It would be wrong to blame high oil & gas prices on the rise of environmental, social and governance (ESG) investing, according to Tom Nelson of the Ninety One Global Natural Resources fund, who said the lack of capital expenditure in this area is a sign that management teams have learned their lessons from the most recent commodities super cycle.
In a Trustnet article published in July, Alec Cutler, the manager of the Orbis Global Balanced fund, pointed out that ESG investors were putting pressure on oil & gas companies to ramp down production, under the threat of divestment.
He said this was preventing them from increasing supply to meet rising demand, which is how high oil & gas prices have been brought under control in the past.

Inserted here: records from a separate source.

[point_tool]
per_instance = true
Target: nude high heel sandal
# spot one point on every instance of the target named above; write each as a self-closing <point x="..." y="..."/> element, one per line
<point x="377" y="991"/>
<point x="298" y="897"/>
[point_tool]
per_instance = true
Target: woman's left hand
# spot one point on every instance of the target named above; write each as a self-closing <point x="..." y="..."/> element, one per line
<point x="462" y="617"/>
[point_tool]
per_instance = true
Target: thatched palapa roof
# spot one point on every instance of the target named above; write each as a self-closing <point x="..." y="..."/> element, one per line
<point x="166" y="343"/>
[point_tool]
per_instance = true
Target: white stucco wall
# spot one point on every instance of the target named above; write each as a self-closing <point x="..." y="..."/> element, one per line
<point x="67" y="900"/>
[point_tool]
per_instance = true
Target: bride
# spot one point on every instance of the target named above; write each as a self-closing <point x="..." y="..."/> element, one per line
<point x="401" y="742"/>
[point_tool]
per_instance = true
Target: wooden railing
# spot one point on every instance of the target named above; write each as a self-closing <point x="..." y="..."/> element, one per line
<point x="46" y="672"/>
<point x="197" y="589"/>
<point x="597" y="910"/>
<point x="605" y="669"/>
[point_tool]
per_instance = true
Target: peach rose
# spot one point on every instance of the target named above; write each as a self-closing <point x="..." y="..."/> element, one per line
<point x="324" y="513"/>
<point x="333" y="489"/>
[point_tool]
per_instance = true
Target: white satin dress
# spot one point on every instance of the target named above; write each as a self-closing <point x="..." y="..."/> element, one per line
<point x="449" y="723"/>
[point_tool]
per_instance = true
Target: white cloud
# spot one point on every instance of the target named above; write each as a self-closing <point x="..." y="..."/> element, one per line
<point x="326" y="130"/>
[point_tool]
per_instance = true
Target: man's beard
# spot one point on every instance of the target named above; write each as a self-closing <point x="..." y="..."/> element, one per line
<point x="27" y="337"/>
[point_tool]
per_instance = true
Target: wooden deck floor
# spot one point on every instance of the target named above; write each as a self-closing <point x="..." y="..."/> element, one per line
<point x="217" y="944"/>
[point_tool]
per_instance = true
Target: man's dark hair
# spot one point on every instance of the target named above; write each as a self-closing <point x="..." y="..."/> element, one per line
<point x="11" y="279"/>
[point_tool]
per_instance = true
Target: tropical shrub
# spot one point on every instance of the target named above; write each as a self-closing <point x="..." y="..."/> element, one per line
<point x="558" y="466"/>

However, while Nelson agreed that a lack of investment is behind elevated energy prices over the past year, he denied that ESG considerations were to blame.

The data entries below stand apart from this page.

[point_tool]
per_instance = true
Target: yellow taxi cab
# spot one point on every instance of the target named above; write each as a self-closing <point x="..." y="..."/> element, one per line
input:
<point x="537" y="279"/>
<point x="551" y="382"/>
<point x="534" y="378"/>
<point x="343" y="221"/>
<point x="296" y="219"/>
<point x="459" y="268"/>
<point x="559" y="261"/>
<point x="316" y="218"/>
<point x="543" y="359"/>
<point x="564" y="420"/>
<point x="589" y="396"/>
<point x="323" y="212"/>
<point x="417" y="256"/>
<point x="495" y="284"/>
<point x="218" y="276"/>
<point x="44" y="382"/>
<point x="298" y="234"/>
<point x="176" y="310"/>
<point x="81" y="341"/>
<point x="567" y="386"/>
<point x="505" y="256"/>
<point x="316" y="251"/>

“The spike in oil & gas prices is driven by a whole number of esoteric factors,” he explained.
“But fundamentally it's driven by the fact that oil & gas companies do not have the visibility and the confidence in pricing over five to 10 years to commit capital to projects which are long-dated in nature and really expensive.”
He described the commodity price crash of 2011 to 2016 as a “near-death experience” for miners Anglo American and Glencore. Meanwhile, he pointed out that while Shell's acquisition of BG Group in 2015 now looks visionary, it caused its debt to reach $70bn at a time when the oil price was tumbling “and people were terrified”.
Performance of oil price over 10yrs
Source: FE Analytics
“My point is that the memory of that financial duress from the last down cycle is still raw,” he continued.
“In a lot of cases, management teams across these big resources companies have changed their capital discipline to a focus on value over volume, and are adamant they won’t make the mistakes they made in the last cycle. But we continue to test that.”
There is one aspect of the relationship between ESG and oil & gas that does concern Nelson. Ninety One Global Natural Resources invests in companies that will benefit from or enable the energy transition, while avoiding those that may be structurally challenged by it.
For example, of the big five oil & gas producers – BP, Shell, ExxonMobil, Total and Chevron – Nelson said Chevron is the least prepared for the energy transition, and hence the only one he doesn’t hold in his portfolio. Yet while a post-hydrocarbon plan is a prerequisite for an oil & gas company’s inclusion in his fund, he said only time will tell if they can make the economics of renewable energy work.
“I'm really not worried that BP and Shell are suddenly going to renege on all their commitments, that they're going to go headlong into oil & gas developments,” he continued.
“What's uppermost on my list of worries is, can they generate sustainable and attractive returns in their low-carbon businesses? There's a different but very real risk this time around: the exuberance to get after low-carbon opportunities – which is unequivocally the right thing for them to do – but then they overpay or just get it wrong.”
Nelson said this is one of two reasons why oil & gas stocks may never re-rate from their current low multiples – the other relates to divestment. He is hopeful that sustainable investors realise that they can’t prevent climate change by simply ignoring the five industries that generate 80 to 90% of emissions, and that oil & gas companies could attract more ESG money as their role in providing a solution to the energy transition becomes apparent. He admitted that the sector will never make it off some exclusion lists, though.
“But in a sense, that's the market mispricing and that's the opportunity for those that can find these businesses moving towards more low-carbon energy,” he added. “And you can buy them on 4x earnings, and today's cashflows are between 10 and 15%, so that's a pretty attractive starting point.”